Table 2 lists the numbers of variants found in all four pools. Since the VarScan algorithm and the Poisson model were applied to each pool individually, precise figures for each pool are provided. Both VarScan and CRISP identified in the 35 800 base pair region well above 9400 SNPs, i.e. almost one SNP every four base pairs among 600 individuals. The Poisson model and vipR detected much fewer variants in the same region with 1223 and 371 SNPs, respectively. Furthermore, the pool-wise listing reveals that the Poisson model detected one order of magnitude with fewer SNPs per pool than VarScan.

Table 2.

Number of variant positions found in each pool

Cases 1 Cases 2 Controls 1 Controls 2 Total
vipR 371
CRISP 9425
Poisson 656 644 701 606 1223
VarScan 6711 6993 7582 6715 9856

vipR 56
CRISP 29
Poisson 31 31 33 28 42
VarScan 63 54 75 64 100

The upper part of the table lists the number of SNPs found in the resequenced region. The lower part lists the number of small deletions identified in the same region.

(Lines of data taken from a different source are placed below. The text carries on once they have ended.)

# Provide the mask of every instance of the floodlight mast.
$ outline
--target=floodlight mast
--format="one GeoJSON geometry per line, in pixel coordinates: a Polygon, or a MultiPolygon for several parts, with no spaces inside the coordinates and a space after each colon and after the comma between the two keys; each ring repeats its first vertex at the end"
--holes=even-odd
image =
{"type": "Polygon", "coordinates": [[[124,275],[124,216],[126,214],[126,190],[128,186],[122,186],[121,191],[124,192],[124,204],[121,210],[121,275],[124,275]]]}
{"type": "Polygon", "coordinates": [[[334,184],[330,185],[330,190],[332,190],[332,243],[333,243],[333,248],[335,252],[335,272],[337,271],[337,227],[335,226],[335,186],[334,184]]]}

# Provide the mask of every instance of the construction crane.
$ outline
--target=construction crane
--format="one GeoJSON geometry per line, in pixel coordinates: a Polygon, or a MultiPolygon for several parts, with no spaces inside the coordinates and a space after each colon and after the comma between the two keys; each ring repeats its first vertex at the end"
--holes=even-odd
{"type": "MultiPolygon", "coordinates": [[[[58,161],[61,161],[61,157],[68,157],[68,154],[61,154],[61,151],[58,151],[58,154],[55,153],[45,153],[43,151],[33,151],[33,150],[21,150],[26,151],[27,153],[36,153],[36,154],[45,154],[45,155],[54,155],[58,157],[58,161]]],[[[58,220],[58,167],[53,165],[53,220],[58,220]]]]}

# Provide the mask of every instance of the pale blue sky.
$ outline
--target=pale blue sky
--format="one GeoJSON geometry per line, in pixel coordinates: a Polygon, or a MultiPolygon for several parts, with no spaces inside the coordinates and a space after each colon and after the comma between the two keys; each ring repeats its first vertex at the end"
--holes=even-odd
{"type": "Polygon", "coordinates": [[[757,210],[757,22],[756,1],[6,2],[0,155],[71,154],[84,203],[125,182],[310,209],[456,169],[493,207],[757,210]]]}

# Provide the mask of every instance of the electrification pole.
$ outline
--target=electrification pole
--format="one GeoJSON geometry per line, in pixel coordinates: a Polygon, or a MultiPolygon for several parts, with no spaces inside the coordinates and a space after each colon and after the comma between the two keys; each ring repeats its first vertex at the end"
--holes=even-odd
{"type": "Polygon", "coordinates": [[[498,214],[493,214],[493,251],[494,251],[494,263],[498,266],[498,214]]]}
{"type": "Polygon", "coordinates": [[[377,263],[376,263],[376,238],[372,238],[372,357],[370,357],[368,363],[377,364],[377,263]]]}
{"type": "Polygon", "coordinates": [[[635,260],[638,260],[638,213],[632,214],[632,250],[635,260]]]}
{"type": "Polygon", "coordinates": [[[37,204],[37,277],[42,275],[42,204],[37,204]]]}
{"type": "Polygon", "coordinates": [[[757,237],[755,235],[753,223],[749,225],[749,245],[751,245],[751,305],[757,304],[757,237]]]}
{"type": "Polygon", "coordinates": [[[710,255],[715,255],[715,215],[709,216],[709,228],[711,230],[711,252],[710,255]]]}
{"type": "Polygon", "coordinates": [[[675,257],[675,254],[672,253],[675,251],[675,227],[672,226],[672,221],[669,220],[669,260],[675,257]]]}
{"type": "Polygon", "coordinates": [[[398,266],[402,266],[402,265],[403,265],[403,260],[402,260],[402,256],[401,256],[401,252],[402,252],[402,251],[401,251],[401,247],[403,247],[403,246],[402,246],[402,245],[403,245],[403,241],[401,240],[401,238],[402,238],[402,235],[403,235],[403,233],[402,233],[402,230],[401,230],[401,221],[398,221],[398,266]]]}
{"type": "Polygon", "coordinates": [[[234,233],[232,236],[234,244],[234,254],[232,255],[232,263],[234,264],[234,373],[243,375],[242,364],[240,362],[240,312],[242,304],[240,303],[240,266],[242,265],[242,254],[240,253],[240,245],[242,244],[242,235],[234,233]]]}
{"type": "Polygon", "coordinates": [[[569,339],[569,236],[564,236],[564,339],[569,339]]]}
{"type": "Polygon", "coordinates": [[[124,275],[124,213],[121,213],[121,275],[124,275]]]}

All algorithms detected by far fewer deletions than SNPs. The detected deletions had at most a length of four nucleotides (which was the maximum given the used alignment settings). CRISP detected the fewest number of deletions while VarScan detected the highest number. The relation of amount of deletions detected per pool and the amount of overall detected deletion for the Poisson model and VarScan, suggest a large overlap of deletions found in all four pools.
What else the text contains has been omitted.